Magnetic resonance imaging predicted the therapeutic response of patients with spinal cerebrospinal fluid leakage undergoing targeted epidural blood patch

Hung-Chieh Chen et al. Br J Radiol. .

Abstract

Objective: Most patients with spinal cerebrospinal fluid (CSF) leakage require an epidural blood patch (EBP); however, the response to treatment is varied. This study aimed to compare the MRI findings at follow-up between EBP effective and non-effective groups and to identify imaging findings that predict EBP treatment failure.

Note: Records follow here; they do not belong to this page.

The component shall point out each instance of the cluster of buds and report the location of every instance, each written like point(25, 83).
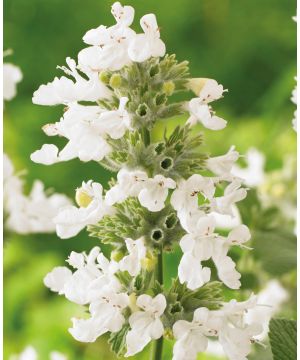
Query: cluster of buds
point(167, 193)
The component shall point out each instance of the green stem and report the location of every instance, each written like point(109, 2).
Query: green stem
point(157, 349)
point(146, 136)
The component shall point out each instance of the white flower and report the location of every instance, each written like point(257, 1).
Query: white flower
point(65, 91)
point(130, 183)
point(80, 126)
point(94, 274)
point(115, 122)
point(145, 325)
point(11, 76)
point(192, 336)
point(191, 272)
point(110, 45)
point(202, 112)
point(197, 246)
point(222, 165)
point(155, 192)
point(33, 213)
point(185, 197)
point(211, 91)
point(224, 264)
point(232, 194)
point(254, 174)
point(200, 244)
point(106, 315)
point(137, 252)
point(71, 220)
point(149, 44)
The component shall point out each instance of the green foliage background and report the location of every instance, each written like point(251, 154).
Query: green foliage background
point(247, 45)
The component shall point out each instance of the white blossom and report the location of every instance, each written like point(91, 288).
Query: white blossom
point(149, 44)
point(224, 264)
point(155, 192)
point(106, 315)
point(129, 183)
point(185, 197)
point(93, 275)
point(33, 213)
point(12, 75)
point(201, 112)
point(228, 324)
point(211, 91)
point(191, 337)
point(109, 48)
point(71, 220)
point(65, 91)
point(80, 126)
point(137, 252)
point(146, 324)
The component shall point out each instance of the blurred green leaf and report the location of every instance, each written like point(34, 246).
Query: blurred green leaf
point(283, 339)
point(276, 249)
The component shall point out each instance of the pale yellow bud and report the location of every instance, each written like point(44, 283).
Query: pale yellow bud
point(149, 262)
point(83, 199)
point(196, 85)
point(168, 87)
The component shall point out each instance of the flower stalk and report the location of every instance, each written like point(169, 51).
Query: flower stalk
point(167, 196)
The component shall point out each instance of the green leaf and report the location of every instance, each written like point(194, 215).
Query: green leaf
point(118, 340)
point(276, 249)
point(283, 339)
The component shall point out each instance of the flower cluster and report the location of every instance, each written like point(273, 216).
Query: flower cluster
point(33, 213)
point(167, 192)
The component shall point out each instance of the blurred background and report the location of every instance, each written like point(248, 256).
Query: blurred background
point(249, 46)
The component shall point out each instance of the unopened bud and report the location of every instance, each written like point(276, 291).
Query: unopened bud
point(149, 262)
point(83, 199)
point(115, 81)
point(196, 85)
point(168, 88)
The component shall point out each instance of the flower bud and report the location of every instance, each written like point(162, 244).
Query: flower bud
point(149, 262)
point(104, 76)
point(168, 88)
point(82, 198)
point(196, 85)
point(115, 81)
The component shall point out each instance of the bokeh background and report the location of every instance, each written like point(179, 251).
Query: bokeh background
point(247, 45)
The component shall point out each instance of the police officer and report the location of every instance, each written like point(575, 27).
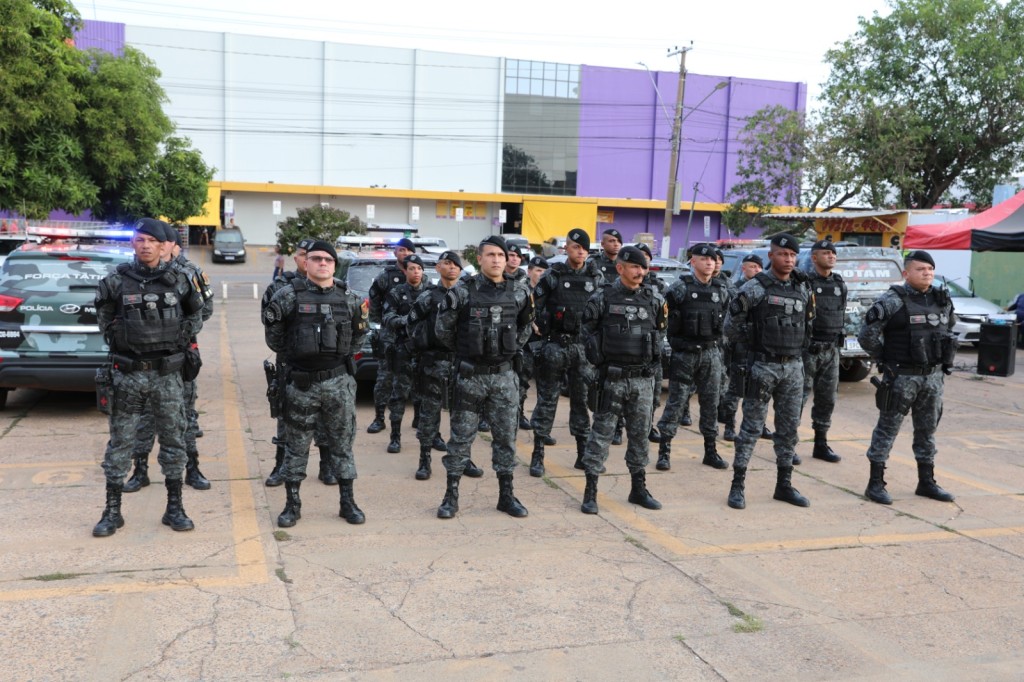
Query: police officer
point(821, 356)
point(434, 363)
point(148, 312)
point(622, 326)
point(907, 331)
point(321, 324)
point(696, 311)
point(397, 303)
point(560, 298)
point(485, 321)
point(392, 275)
point(772, 312)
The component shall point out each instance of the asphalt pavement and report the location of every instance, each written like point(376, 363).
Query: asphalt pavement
point(846, 589)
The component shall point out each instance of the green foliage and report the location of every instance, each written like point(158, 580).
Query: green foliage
point(318, 222)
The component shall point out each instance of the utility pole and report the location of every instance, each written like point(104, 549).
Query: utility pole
point(671, 202)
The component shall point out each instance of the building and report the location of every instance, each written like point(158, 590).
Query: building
point(457, 145)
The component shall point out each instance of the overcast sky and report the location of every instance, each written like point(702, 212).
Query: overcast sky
point(784, 40)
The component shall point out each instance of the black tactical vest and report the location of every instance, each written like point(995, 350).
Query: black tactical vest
point(567, 300)
point(697, 318)
point(152, 313)
point(918, 333)
point(487, 324)
point(629, 327)
point(321, 331)
point(780, 320)
point(829, 307)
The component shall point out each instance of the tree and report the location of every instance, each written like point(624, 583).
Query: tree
point(318, 222)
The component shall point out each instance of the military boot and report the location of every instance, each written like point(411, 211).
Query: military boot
point(589, 505)
point(395, 444)
point(377, 425)
point(876, 491)
point(194, 476)
point(112, 518)
point(274, 479)
point(450, 505)
point(174, 516)
point(639, 494)
point(664, 453)
point(140, 476)
point(293, 506)
point(736, 499)
point(506, 499)
point(537, 459)
point(423, 473)
point(327, 473)
point(712, 458)
point(349, 510)
point(784, 492)
point(821, 449)
point(927, 487)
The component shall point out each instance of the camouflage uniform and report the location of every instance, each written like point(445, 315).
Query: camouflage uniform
point(622, 331)
point(320, 328)
point(560, 298)
point(772, 316)
point(908, 334)
point(485, 325)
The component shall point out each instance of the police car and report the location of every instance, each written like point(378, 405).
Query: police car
point(49, 338)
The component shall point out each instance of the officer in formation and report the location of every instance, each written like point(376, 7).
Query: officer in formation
point(485, 322)
point(148, 311)
point(736, 360)
point(821, 356)
point(320, 324)
point(696, 311)
point(560, 299)
point(622, 327)
point(397, 303)
point(434, 363)
point(908, 332)
point(392, 275)
point(326, 471)
point(146, 434)
point(772, 312)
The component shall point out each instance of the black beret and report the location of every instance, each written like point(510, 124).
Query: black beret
point(153, 227)
point(453, 256)
point(923, 256)
point(785, 241)
point(632, 255)
point(497, 241)
point(321, 245)
point(613, 232)
point(578, 236)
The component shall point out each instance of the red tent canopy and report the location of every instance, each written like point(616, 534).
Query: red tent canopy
point(998, 228)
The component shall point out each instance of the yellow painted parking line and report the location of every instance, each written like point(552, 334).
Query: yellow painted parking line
point(250, 557)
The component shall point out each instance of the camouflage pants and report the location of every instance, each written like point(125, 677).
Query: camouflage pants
point(632, 399)
point(688, 370)
point(923, 396)
point(328, 406)
point(553, 360)
point(498, 396)
point(782, 383)
point(821, 378)
point(132, 392)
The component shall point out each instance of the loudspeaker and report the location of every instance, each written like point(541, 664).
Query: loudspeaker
point(997, 349)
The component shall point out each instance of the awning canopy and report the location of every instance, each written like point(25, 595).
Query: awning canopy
point(998, 228)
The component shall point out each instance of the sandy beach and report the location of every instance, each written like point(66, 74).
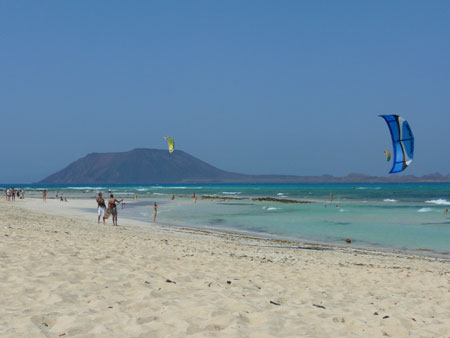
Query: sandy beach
point(64, 275)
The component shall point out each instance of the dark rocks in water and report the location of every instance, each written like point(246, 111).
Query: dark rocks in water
point(280, 200)
point(255, 199)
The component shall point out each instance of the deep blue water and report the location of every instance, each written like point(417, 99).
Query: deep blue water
point(392, 216)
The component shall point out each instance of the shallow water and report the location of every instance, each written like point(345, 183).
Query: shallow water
point(392, 216)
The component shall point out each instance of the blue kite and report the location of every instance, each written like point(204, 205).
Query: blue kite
point(402, 142)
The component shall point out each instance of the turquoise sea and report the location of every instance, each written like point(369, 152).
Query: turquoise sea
point(382, 216)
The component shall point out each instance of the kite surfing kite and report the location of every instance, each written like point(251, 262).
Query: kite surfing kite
point(171, 143)
point(402, 142)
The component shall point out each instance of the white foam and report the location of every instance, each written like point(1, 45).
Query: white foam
point(85, 188)
point(424, 210)
point(439, 201)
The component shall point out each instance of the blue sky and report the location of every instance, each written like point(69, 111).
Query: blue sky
point(261, 87)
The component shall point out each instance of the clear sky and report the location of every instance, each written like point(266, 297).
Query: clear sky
point(258, 87)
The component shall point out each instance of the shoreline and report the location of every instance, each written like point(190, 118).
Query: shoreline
point(62, 274)
point(290, 242)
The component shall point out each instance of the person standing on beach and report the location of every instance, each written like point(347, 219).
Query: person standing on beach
point(101, 206)
point(112, 208)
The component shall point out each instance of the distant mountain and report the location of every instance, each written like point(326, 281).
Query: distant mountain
point(155, 166)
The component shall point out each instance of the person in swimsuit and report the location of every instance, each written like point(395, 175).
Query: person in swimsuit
point(101, 206)
point(155, 211)
point(112, 208)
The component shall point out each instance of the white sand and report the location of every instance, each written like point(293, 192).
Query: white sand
point(61, 274)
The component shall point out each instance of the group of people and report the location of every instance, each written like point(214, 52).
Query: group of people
point(104, 212)
point(11, 194)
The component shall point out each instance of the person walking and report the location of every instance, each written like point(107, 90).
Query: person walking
point(155, 211)
point(112, 208)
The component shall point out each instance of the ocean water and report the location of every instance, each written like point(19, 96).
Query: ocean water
point(382, 216)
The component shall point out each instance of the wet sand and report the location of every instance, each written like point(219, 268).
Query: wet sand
point(62, 274)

Methods: We retrospectively reviewed 48 patients who received EBP treatment for spinal CSF leakage. These patients were stratified into two groups: EBP effective (n = 27) and EBP non-effective (n = 21) using the results of the 3 month MRI as the end point.

Results: Compared to the EBP non-effective group, the patients in the EBP effective group had a lower spinal CSF leakage number (2.67 vs 12.48; p = 0.001), lower spinal epidural fluid accumulation levels (3.00 vs 7.48; p = 0.004), brain descend (11.11% vs 38.10%; p = 0.027), pituitary hyperemia (18.52% vs 57.14%; p = 0.007), and decreased likelihood of ≥three numbers of spinal CSF leakage (25.93% vs 90.48%; p = 0.001) in the post-EBP MRI. Clinical non-responsiveness (OR: 57.84; 95% CI: 3.47-972.54; p = 0.005) and ≥three numbers of spinal CSF leakage (OR: 15.13; 95% CI: 1.45-159.06; p = 0.023) were associated with EBP failure. Between these variables, ≥three numbers of spinal CSF leakage identified using the post-EBP MRI demonstrated greater sensitivity in predicting EBP failure compared to clinical non-responsiveness (90.48% vs 61.9%).

Conclusion: The number of spinal CSF leakage identified using the post-EBP MRI with a cut-off value of three is an effective predictor of EBP failure.

Advances in knowledge: Compared to clinical responsiveness, the post-EBP MRI provided a more objective approach to predict the effectiveness of EBP treatment in patients with spinal CSF leakage.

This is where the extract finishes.